La Forja del Artesano Terrestre, uno de los cuatro mejores talleres de armas blancas del país, que gana millones con cada lanzamiento y casi nunca acepta encargos privados.
Cai Yin, con aire de suficiencia, se acercó a la cara de Liu Chen y dijo con una sonrisa: —Dime tú, ¿conseguir que el dueño trabaje una vez equivale a la compensación que te debo?
Liu Chen sabía qué elegir sin pensarlo, pero se sintió molesto por dentro: —¿Y si digo que no?
Cai Yin se dio la vuelta.
—Entonces olvídalo.
Si puedes aguantar una vez, puedes aguantar cien; solo tienes que soportarlo y ya pasará.
—Su tono falsamente alegre era muy evidente.
—¿Estás segura de que puedes aguantar?
—Liu Chen apretó los dientes de forma inusual.
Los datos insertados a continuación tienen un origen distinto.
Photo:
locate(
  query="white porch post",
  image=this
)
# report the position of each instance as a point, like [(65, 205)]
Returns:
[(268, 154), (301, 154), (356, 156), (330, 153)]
—No estoy segura, pero no tengo prisa.
¿No hay un dicho que dice que la costumbre se hace naturaleza?
Quizá después de un tiempo me acostumbre.
—Tu tono es tan falso que no lo soporto.
De acuerdo, tú ganas.
Si tu maestro forjador de primera puede ayudarme a reparar mi guadaña, ¡estaremos en paz!
—aceptó Liu Chen a regañadientes, sintiendo que le estaban «dando la vuelta a la tortilla».
—¿De verdad?
Ven, hagamos la promesa del meñique.
—Cai Yin dejó de actuar de inmediato, con el rostro iluminado de alegría, y se acercó saltando para cruzar los meñiques.
—No soy tan infantil —se negó fríamente Liu Chen.
—Entonces, ¿qué tal si firmamos un contrato, negro sobre blanco, para evitar problemas?
—sugirió Cai Yin de nuevo, emocionada.
—Eso es un insulto a mi integridad.
Si no confías en mí, olvídalo; ya encontraré otro maestro forjador.
—La expresión de Liu Chen se volvió más fría.
Cai Yin miró a Liu Chen con aire divertido y finalmente se dirigió hacia la salida.